In a return to the 1980s, employment tribunal changes came into effect last week that attack workers’ rights and make it easy for bad bosses to fire staff at will.
The government says the changes are part of a reform package that will “deliver direct net savings to business of more than £10 million a year with wider benefits to employers estimated at more than £40 million a year”.
However, they are nothing of the sort – this is a dogmatic return to Thatcher-era employment law – designed to make it harder for workers to seek redress at an employment tribunal and make it easier for bosses to sack workers at will.
The fact is many employers and their organisations have privately said they see no reason to change the law and it is not a top priority for business.
The Small Business Barometer commissioned by BIS and published late last year asked what the biggest obstacles to success were:
• 45% of small and medium-sized businesses cited the state of the economy;
• 12% said problems with obtaining finance from the banks followed by taxation, cash flow and competition;
• Only six per cent of small companies listed regulation as their main barrier to growth.
• Reducing job security won’t decrease unemployment 4 Oct 2011
The changes now in force include:
• The qualifying period for claiming unfair dismissal will rise from one to two years;
• Witness statements at tribunals can now be provided in writing (or taken as read) as opposed to the current rules where a witness reads their own statement – this is an important part of tribunal procedure giving the applicant an opportunity to explain their case personally;
• Judges will now be allowed to sit alone to hear a case, with no “wing members” – usually (but not always) a trade unionist and a representative from employers’ organisations giving much wider experience and balance.

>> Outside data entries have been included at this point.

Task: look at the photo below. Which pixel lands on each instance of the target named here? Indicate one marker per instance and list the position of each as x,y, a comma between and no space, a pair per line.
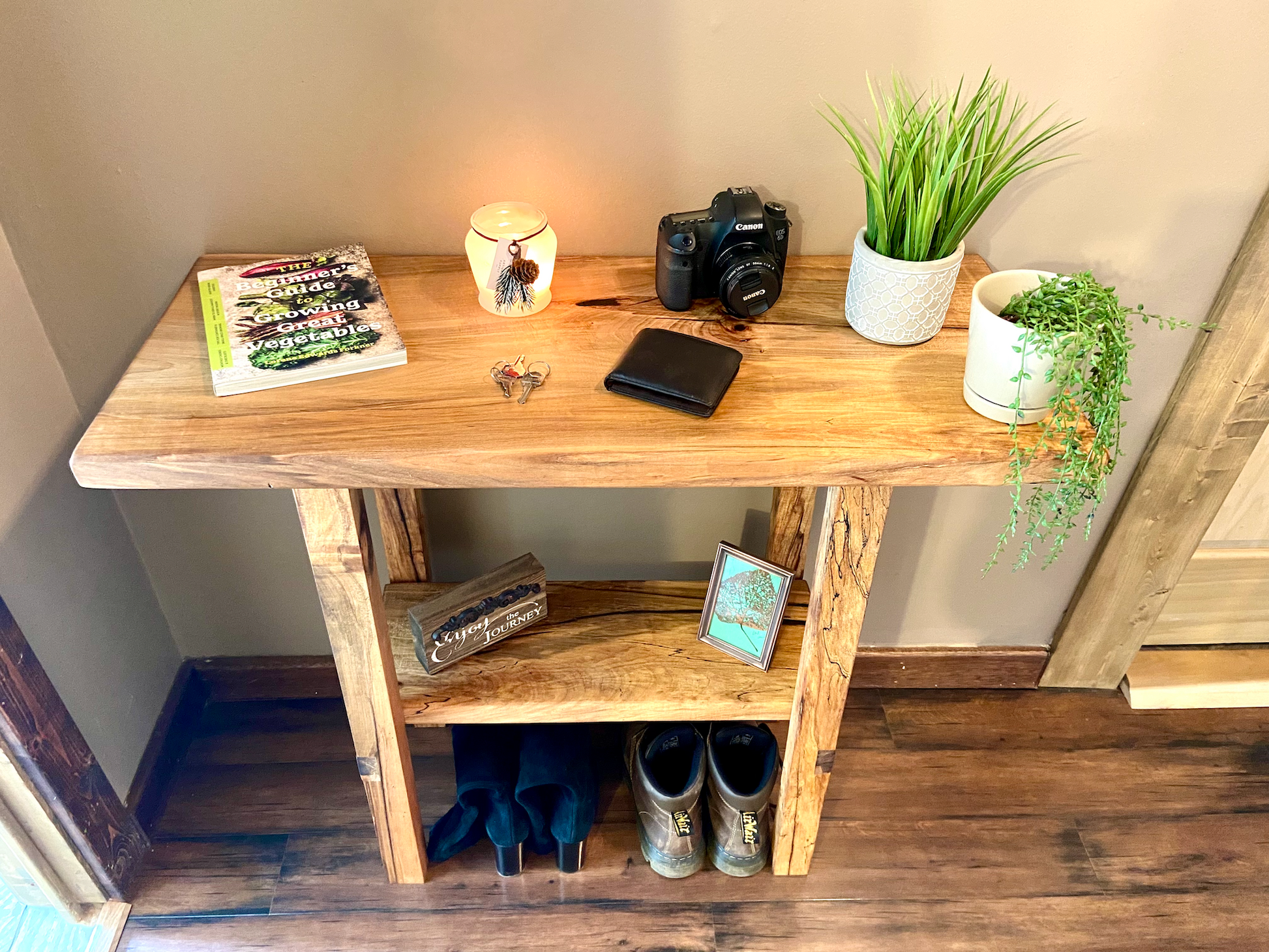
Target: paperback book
292,320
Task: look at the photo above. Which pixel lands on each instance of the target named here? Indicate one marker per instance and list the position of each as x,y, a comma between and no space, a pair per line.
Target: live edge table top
814,403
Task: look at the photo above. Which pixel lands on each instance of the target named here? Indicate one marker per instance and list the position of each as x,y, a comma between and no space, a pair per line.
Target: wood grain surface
338,535
607,651
814,403
1215,417
846,554
44,741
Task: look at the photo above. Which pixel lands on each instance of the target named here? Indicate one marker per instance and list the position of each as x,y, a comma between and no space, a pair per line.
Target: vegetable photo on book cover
295,320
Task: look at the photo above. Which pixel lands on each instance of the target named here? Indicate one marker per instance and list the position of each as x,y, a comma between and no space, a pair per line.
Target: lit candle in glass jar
500,235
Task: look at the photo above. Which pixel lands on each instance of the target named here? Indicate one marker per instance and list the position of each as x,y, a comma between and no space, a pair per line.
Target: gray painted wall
69,571
139,135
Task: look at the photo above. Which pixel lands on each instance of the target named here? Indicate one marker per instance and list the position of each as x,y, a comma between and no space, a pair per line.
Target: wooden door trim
42,741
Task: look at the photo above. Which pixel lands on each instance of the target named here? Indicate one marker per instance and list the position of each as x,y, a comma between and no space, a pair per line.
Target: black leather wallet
674,370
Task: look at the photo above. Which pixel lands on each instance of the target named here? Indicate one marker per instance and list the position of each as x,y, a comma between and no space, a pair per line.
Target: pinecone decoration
526,271
515,287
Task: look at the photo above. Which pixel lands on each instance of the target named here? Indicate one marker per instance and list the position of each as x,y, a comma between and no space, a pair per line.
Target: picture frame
752,592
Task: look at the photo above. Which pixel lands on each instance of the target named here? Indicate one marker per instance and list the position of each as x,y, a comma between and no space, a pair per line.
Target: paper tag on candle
501,261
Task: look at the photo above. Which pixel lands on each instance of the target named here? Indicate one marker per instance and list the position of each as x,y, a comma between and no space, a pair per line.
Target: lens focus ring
751,285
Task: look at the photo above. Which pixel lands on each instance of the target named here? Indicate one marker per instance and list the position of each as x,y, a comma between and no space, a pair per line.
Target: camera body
734,250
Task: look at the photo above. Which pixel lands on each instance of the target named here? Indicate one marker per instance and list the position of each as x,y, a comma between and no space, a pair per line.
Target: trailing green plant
934,163
1082,327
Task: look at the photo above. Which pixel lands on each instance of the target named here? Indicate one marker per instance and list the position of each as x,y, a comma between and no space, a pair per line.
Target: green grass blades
1081,324
933,163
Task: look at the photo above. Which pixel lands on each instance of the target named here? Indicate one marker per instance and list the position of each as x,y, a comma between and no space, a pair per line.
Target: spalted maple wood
405,537
792,509
336,531
846,556
607,651
814,403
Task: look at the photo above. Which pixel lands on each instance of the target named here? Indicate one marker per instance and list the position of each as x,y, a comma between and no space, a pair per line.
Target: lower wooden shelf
607,651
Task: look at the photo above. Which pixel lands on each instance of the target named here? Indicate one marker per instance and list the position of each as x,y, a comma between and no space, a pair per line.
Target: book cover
299,319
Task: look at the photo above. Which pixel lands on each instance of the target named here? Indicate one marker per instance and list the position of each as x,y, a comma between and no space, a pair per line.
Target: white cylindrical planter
899,303
991,363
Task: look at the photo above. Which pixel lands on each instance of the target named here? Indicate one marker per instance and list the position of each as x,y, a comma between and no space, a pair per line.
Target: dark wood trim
41,736
170,739
268,677
942,666
284,677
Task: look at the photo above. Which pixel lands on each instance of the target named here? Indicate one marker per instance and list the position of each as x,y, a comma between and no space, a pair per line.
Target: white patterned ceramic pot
899,303
991,364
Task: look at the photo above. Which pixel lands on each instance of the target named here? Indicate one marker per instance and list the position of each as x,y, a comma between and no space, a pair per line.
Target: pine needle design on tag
516,284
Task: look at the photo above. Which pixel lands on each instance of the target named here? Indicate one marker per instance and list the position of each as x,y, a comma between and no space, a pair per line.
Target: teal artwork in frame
744,606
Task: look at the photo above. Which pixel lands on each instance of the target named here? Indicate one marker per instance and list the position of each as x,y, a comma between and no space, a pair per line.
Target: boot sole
731,866
669,866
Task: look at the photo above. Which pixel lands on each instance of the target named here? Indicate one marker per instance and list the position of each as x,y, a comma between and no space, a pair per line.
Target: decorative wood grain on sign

• The maximum level for costs awarded to businesses winning a “vexatious tribunal claim” will rise from £10,000 to £20,000.
• Deposit orders required by claimants when a judge determines part of a claim is unmerited will increase from £500 to £1,000.
These are soley designed to deter workers from bringing employment tribunal claims against an employer.
In addition to the above, the government intends to publish the average value of awards and time taken to reach a hearing. Included in the guidance for tribunal application and response forms, this information will provide all parties with a greater understanding about what to expect from the tribunal process before they enter the system.
On top of all this, last month’s budget included commitments to “scrap or improve” 84 per cent of health and safety regulation as well as introducing sector-based reviews to ensure regulations are enforced in a way that results in the lowest possible cost to business.
The government says this is part of the “one in, one out” rule whereby a minister who wants to introduce a new rule which generates “costs for business” must first identify a corresponding cut in regulation elsewhere with the same value. Nowhere else in the world operates such as system.
These new rules will put the most vunerable workers at a severe disadvantage. Young people and women are less likely to build up two years’ service; unscrupulous and bad employers may use the new rules to lay off staff with less than two years’ service rather than following any proper redundancy procedure.
As Anna Jeevanjee, senior associate at Hogan Lovells, warned:
“A disgruntled employee who lacks the requisite service to bring an unfair dismissal claim might well decide to bring a claim for discrimination on grounds of race, sex, sexual orientation, religion or belief, age or disability, or a whistle-blowing claim instead.”
These changes may appear to be minimal, but they take away employees’ fundamental rights to fairness at work and are ushering in another series of attacks on employment rights and Thatcher’s unfinished business.